South Africa eased surprisingly well into its first national coalition government after the 2024 election, but the glow faded quicker than you can say GNU.
The 10-party GNU that is leading the seventh administration came together in just two weeks. The reality has now hit home that coalition building is a great deal more complex than the parties to the GNU had expected.
The first major crisis was the budget. This dispute is still unresolved and it threatens to unravel the GNU in its current configuration. If the political will is there, members of the GNU need to go back to the drawing board and look at countries with decades-long experience in national coalitions for guidance.
Germany’s ambassador to South Africa, Andreas Peschke, has written extensively about his country’s experience in coalition building. As it happens, in the past two weeks German conservatives under Friedrich Merz agreed to a coalition deal with the centre-left Social Democrats, based on a “treaty” spanning 144 pages and aimed at reviving growth in Europe's largest economy.
“We have fairly detailed coalition agreements,” Peschke tells the FM. “Actually we call them coalition treaties, though they are not treaties in a legal sense, but they are politically binding.”
He points out that coalition models cannot necessarily be transferred. Different political systems and conditions shape them from country to country. For instance, Germany has a 5% threshold of votes for political parties to enter parliament, while in the neighbouring Netherlands, also run by a coalition government, there are no thresholds.
As South Africa’s coalition baptism of fire continues, the idea of a “treaty” or guiding document is a valuable one, which the 10-party GNU did not take the time to negotiate and enact.
Peschke says the German document is detailed, down to the level of priorities for each government department. “It has 144 pages, so it’s quite long, and the charm of this is that in these documents we have a fairly detailed programme for the next legislative cycle.
“Basically, everybody is on the same page, and it gives instructions on what to do, what kind of legislative initiatives to take for the incoming government. If you put it down to the work of individual ministries, it’s also a work programme based on the political priorities of the new coalition. So we found it quite helpful, because it gives a stable framework to the coalition.”
Such an agreement could have averted the impasse over the budget. But in South Africa, the time allowed between the announcement of the election result and the election of the president is just two weeks.

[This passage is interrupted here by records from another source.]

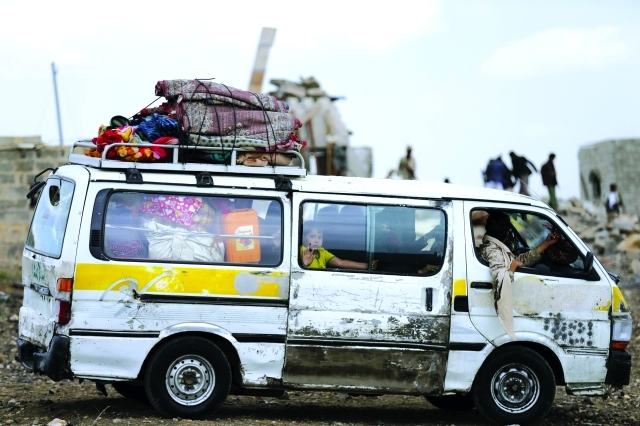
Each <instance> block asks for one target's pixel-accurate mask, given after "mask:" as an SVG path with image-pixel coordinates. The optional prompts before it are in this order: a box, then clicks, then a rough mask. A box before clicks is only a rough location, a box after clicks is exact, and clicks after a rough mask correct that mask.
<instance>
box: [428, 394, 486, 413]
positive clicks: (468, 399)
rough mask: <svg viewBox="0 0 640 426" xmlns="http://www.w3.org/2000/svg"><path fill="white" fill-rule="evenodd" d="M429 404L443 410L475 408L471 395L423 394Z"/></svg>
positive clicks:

Peschke says: “After our most recent election, at the end of February, it took the political parties basically six weeks to negotiate the coalition treaty — this was actually quite fast for our standards. We had times when they needed eight weeks or even a couple of months.
“Obviously, in a system where parliament, as in South Africa, has two weeks to reconvene and to vote for a new president, that is a very short period. So it makes it very difficult. I think it’s impossible to negotiate a detailed document like ours in such a short time.”
Another benefit of such an agreement, which would require compromise from all sides, is that parties can be held accountable to it, as priorities are outlined from the outset.
“The success or not of the coalition and of the individual partners can actually be measured against what they contracted to do,” says Peschke. “So voters will see what they promised in the electoral campaign, and how much of their programme issues can be found in the coalition agreement.”
After the latest talks between the ANC and the DA, parties agreed that a “reset” was necessary to move the coalition forward, but there are pitfalls.
The “reset” could mean a whole new arrangement, where the GNU is overhauled to the exclusion of the DA and the FF Plus. There could be a far-reaching cabinet reshuffle and a shake-up of the coalition government in KwaZulu-Natal and possibly the Northern Cape.
It could also mean that the existing parties agree to reach a much more detailed understanding on the way forward, a “middle of the road” option, which could perhaps include a German-style coalition treaty. This would seem the best option in terms of stability and confidence.
But the impasse over the budget has hardened attitudes in the ANC, particularly among those who were not in favour of a tie-up with the DA from the outset. There are similar divisions in the DA. Internal party dynamics may in the end trump the reality that the GNU, as it exists now, has the best shot at taking South Africa forward.
Peschke says he cannot give advice to South Africa in its coalition-building endeavours, but adds that the GNU has “done quite a lot of important work. It’s really crucial to build trust, and this is a process — you don’t build trust in a day and then that’s it. You need to build trust basically every day.”